Un universo en tres dimensiones
La habitación, la casa y el barrio: Ocio es una película de espacios. Esos tres ambientes conforman un único microcosmos habitado por un joven sin nombre, sobre quien giran una serie de satélites que varían de acuerdo a la órbita en la que se encuentre. En el territorio de la casa residen tres hombres que se relacionan a distancia, de a porciones. Mantienen un trato fraccionado, parecen islas que se miran desde lejos como fragmentos de algo que se rompió. El espacio vacío de ese hogar, acaso el núcleo vertebrador perdido entre quienes supieron integrar una familia y ahora son sólo restos, se materializa en una frase que el protagonista (que en el libro se llama Andrés, pero el relato de Fabián Casas es otra cosa) derrama cuando atiende el teléfono: “Ella no se encuentra”.
En la geografía oxidada del barrio él se conecta con Roli y Picasso, amigos con los que oscila caminando al costado de las vías del tren, tomando cerveza del pico, jugando de manos o pateando en una cancha. Todas son instantáneas que parecen desentenderse del transcurso del tiempo, como suspendidas en un columpio desde el que se ven las horas pasar. Ellos se uniforman con chaquetas de cuero, tranquilamente podrían ser una de las pandillas de The Warriors, aquella historieta nocturna filmada por Walter Hill. “Somos como dioses”, dice Picasso con un tono de voz de una parsimonia titánica, en una escena que, hermosa como el atardecer que atestigua, encuadra a los tres amigos sentados en lo más alto de un edificio mientras contemplan un crepúsculo subrayado por una fila de departamentos perfectamente ordenados en forma ascendente.

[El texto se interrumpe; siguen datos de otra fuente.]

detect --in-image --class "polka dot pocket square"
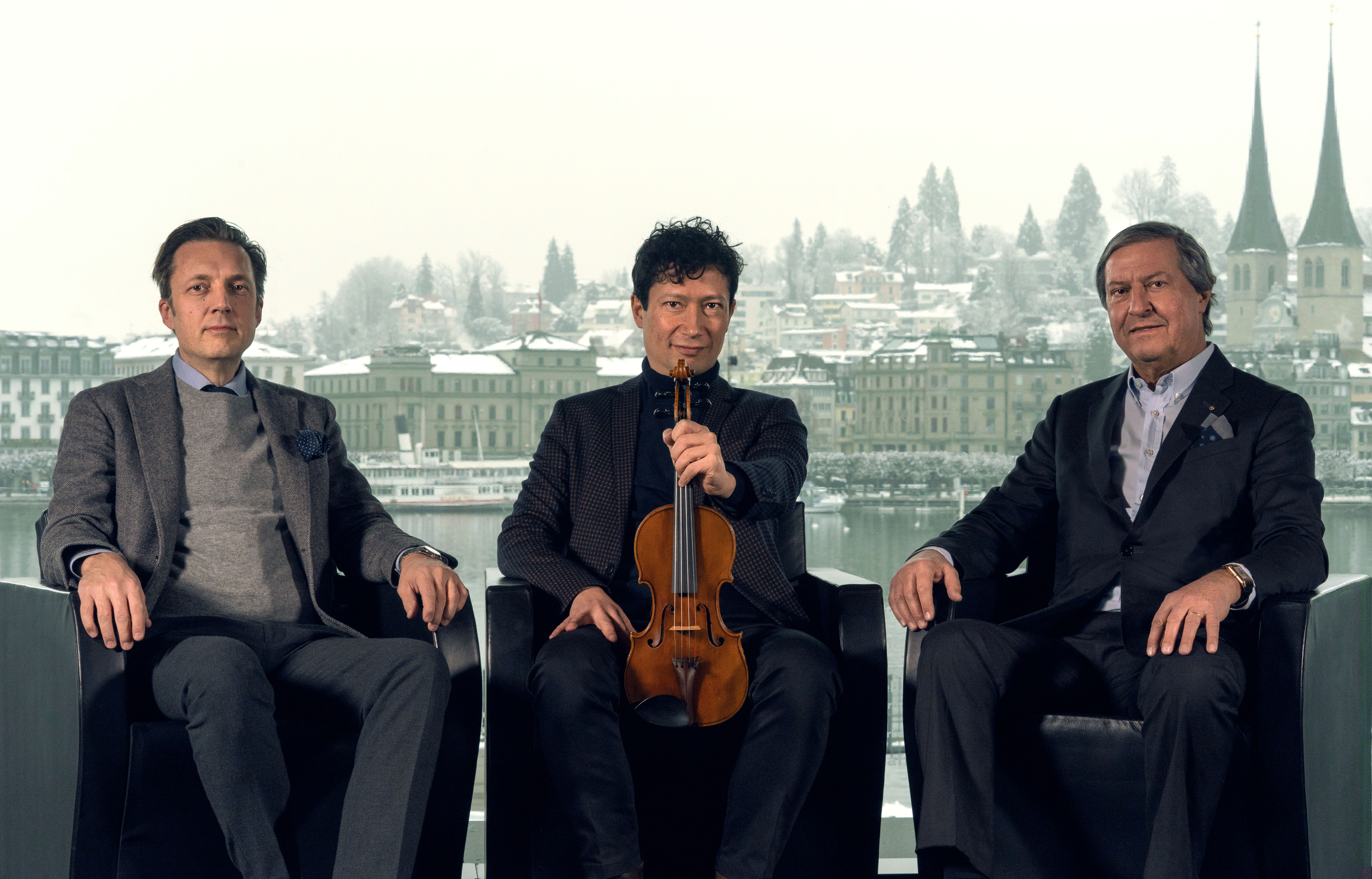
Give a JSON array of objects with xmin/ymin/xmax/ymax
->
[
  {"xmin": 295, "ymin": 428, "xmax": 329, "ymax": 463},
  {"xmin": 1191, "ymin": 414, "xmax": 1233, "ymax": 448}
]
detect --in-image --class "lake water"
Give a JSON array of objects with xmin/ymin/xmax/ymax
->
[{"xmin": 0, "ymin": 502, "xmax": 1372, "ymax": 872}]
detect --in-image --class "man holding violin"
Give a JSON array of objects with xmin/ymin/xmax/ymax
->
[{"xmin": 498, "ymin": 218, "xmax": 840, "ymax": 879}]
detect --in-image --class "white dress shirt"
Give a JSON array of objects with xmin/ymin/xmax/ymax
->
[{"xmin": 932, "ymin": 344, "xmax": 1257, "ymax": 612}]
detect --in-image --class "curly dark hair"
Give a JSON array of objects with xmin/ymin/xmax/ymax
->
[
  {"xmin": 152, "ymin": 217, "xmax": 266, "ymax": 302},
  {"xmin": 632, "ymin": 217, "xmax": 745, "ymax": 307}
]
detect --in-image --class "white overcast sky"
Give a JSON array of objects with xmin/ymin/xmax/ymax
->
[{"xmin": 0, "ymin": 0, "xmax": 1372, "ymax": 340}]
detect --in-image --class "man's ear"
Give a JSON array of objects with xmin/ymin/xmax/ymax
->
[
  {"xmin": 628, "ymin": 294, "xmax": 643, "ymax": 329},
  {"xmin": 158, "ymin": 298, "xmax": 176, "ymax": 332}
]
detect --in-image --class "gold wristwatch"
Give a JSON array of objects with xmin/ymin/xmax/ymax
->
[{"xmin": 1224, "ymin": 562, "xmax": 1254, "ymax": 610}]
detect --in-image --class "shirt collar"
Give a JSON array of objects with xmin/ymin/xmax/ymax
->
[
  {"xmin": 1129, "ymin": 342, "xmax": 1214, "ymax": 402},
  {"xmin": 172, "ymin": 348, "xmax": 248, "ymax": 396}
]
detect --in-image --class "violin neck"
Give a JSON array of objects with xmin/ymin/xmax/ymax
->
[{"xmin": 672, "ymin": 480, "xmax": 696, "ymax": 595}]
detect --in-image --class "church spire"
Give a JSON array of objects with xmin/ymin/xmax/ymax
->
[
  {"xmin": 1297, "ymin": 23, "xmax": 1362, "ymax": 247},
  {"xmin": 1227, "ymin": 28, "xmax": 1287, "ymax": 254}
]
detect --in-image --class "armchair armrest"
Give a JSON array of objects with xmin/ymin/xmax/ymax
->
[
  {"xmin": 1250, "ymin": 574, "xmax": 1372, "ymax": 876},
  {"xmin": 0, "ymin": 577, "xmax": 129, "ymax": 876},
  {"xmin": 486, "ymin": 568, "xmax": 538, "ymax": 878},
  {"xmin": 800, "ymin": 568, "xmax": 889, "ymax": 876},
  {"xmin": 335, "ymin": 573, "xmax": 482, "ymax": 876}
]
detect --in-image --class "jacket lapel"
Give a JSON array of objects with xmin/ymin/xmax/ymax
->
[
  {"xmin": 606, "ymin": 376, "xmax": 643, "ymax": 532},
  {"xmin": 1139, "ymin": 348, "xmax": 1233, "ymax": 505},
  {"xmin": 125, "ymin": 358, "xmax": 185, "ymax": 607},
  {"xmin": 248, "ymin": 373, "xmax": 314, "ymax": 579},
  {"xmin": 1087, "ymin": 370, "xmax": 1129, "ymax": 521}
]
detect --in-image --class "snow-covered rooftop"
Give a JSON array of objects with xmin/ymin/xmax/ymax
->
[
  {"xmin": 576, "ymin": 326, "xmax": 638, "ymax": 348},
  {"xmin": 429, "ymin": 354, "xmax": 514, "ymax": 376},
  {"xmin": 114, "ymin": 336, "xmax": 300, "ymax": 361},
  {"xmin": 834, "ymin": 266, "xmax": 906, "ymax": 284},
  {"xmin": 482, "ymin": 331, "xmax": 590, "ymax": 351},
  {"xmin": 305, "ymin": 354, "xmax": 372, "ymax": 379},
  {"xmin": 595, "ymin": 357, "xmax": 643, "ymax": 379}
]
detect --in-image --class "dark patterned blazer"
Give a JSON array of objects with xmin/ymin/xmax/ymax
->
[{"xmin": 497, "ymin": 376, "xmax": 808, "ymax": 625}]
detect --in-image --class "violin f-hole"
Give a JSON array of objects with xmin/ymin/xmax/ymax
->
[
  {"xmin": 696, "ymin": 603, "xmax": 724, "ymax": 647},
  {"xmin": 648, "ymin": 605, "xmax": 672, "ymax": 647}
]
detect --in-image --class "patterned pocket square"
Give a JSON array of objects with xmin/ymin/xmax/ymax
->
[
  {"xmin": 1191, "ymin": 414, "xmax": 1233, "ymax": 448},
  {"xmin": 295, "ymin": 428, "xmax": 329, "ymax": 463}
]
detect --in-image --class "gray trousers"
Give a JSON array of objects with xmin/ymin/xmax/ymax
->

Desde ese lugar ellos pueden ver todo el territorio al que pertenecen y también un más allá representado por la torre del Parque de la ciudad. En cada cambio de escena y cada vez que irrumpe alguno de los personajes motorizados, se reiteran, insistentes, los estertores compuestos y ejecutados por Ariel Minimal, sonidos que por momentos se develan como una perfecta distorsión de western. Ocio es, como La ley de la calle (relato del que toma más de un signo), una película de bandos; existen dos grupos rivales que asumen el desafío de su deuda pendiente mediante un partido de metegol. Ese encuentro, que podemos linkear directamente al mano a mano de joystick entre Daniel Hendler y Walter Jakob en Los paranoicos, decreta vencedor al equipo de Picasso, suplente que termina siendo figura, que remata el partido luciéndose con una jugada letal: amasando la pelotita hacia un costado para luego dispararla contra el sonido seco del arco de plomo.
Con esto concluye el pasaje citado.